Hi pevensey,. I feel for you, I really do! It's such an awful situation to be in. I suppose I'm lucky in that after a particularly difficult visit I can come home and move on until the next one. I had an awful time on Wednesday but Friday and today, Sunday, he was ok. The thing I keep coming back to, is that, if you're not with your OH 24/7 you can take a deep breath and think tomorrow another day. If you're not in that position, you or I, are too tired to keep up the pretence that everything is fine. I used to end up being really horrible to him because I simply was tired !!!! Keep taking deep breaths, counting to 10 and remembering that tomorrow is another day.

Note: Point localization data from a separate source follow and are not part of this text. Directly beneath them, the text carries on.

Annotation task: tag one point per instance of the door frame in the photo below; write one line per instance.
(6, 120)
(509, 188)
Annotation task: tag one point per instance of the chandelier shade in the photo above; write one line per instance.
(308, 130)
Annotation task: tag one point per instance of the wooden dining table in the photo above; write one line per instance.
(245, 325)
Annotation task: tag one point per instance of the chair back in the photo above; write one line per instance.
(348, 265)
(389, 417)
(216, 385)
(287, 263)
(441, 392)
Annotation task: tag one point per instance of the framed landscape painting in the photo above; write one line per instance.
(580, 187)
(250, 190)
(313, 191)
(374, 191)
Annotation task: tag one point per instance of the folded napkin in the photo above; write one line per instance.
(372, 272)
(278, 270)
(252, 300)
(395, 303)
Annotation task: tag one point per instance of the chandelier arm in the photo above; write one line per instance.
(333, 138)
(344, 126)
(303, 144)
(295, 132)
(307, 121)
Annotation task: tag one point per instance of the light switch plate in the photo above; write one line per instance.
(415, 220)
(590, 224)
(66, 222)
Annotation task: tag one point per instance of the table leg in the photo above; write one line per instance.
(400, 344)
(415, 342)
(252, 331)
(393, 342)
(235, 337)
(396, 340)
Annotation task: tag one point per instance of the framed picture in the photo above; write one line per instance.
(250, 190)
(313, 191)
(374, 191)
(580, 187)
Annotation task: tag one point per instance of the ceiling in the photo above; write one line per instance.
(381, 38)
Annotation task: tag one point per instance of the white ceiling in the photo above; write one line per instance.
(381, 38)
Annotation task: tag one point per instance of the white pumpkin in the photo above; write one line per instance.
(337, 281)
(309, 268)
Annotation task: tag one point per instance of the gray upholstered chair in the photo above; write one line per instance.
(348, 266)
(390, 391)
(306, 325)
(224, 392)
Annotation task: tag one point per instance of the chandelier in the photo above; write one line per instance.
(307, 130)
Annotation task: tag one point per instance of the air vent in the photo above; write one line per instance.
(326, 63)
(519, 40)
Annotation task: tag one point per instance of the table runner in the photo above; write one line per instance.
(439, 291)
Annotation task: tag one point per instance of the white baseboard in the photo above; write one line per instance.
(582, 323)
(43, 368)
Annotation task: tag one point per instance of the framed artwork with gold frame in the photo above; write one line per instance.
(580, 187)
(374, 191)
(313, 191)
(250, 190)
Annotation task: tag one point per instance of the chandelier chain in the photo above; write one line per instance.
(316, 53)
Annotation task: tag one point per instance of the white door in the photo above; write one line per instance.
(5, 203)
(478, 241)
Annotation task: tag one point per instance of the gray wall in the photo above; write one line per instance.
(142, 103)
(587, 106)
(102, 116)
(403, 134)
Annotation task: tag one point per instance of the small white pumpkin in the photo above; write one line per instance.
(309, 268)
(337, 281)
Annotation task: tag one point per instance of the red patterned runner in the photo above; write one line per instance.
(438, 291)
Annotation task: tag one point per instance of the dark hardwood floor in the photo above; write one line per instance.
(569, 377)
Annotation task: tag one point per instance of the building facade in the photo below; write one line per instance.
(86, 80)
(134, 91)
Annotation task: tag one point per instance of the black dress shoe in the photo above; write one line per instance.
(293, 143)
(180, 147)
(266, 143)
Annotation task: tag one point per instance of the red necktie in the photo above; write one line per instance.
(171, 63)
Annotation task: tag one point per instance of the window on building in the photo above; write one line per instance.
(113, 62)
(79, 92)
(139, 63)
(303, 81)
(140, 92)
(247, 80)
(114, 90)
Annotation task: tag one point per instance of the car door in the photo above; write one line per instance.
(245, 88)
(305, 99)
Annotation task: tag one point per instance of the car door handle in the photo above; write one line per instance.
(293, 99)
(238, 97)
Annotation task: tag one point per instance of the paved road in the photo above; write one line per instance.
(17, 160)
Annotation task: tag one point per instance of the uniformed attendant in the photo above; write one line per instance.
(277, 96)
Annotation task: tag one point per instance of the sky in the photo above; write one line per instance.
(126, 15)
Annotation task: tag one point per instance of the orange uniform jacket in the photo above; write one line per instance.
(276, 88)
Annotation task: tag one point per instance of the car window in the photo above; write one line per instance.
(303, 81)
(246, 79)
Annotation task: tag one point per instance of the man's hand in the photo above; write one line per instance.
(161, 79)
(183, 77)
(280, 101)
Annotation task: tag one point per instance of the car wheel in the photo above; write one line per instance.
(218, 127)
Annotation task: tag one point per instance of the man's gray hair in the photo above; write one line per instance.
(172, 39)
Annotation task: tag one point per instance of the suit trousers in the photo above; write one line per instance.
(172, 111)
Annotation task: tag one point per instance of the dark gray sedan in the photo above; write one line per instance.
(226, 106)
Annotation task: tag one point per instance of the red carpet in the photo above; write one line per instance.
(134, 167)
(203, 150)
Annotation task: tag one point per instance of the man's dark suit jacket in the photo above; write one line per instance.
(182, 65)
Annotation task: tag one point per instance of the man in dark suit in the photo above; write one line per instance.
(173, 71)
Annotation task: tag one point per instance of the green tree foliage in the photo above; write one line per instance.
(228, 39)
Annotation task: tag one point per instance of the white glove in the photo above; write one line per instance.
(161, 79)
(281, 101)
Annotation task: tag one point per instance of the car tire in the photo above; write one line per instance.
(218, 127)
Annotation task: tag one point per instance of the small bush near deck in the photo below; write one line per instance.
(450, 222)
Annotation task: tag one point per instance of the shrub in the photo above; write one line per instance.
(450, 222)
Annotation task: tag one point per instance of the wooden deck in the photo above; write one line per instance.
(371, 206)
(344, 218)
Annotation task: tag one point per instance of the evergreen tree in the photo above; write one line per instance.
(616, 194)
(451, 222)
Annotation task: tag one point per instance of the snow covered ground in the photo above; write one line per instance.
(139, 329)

Xx
 

pevensey

Registered User
Feb 14, 2012
286
0
South East Coast.
Hi pevensey,. I feel for you, I really do! It's such an awful situation to be in. I suppose I'm lucky in that after a particularly difficult visit I can come home and move on until the next one. I had an awful time on Wednesday but Friday and today, Sunday, he was ok. The thing I keep coming back to, is that, if you're not with your OH 24/7 you can take a deep breath and think tomorrow another day. If you're not in that position, you or I, are too tired to keep up the pretence that everything is fine. I used to end up being really horrible to him because I simply was tired !!!! Keep taking deep breaths, counting to 10 and remembering that tomorrow is another day. Xx
Thankyou Ernest, yes I do feel better when I get home after a visit and shut front door like world is locked away, I get peace of mind then because I know when I'm not there OH will be chatting and laughing with the other residents. I've been going everyday but am trying to make it every other day now. I'm feeling anxious this evening worrying what the Health and Social Care lady is going to say to him tomorrow, it's meant to be about whether he can stay another 2 weeks and then decide if he needs to be permanently in care, that is what his GP says he needs to be, permanently.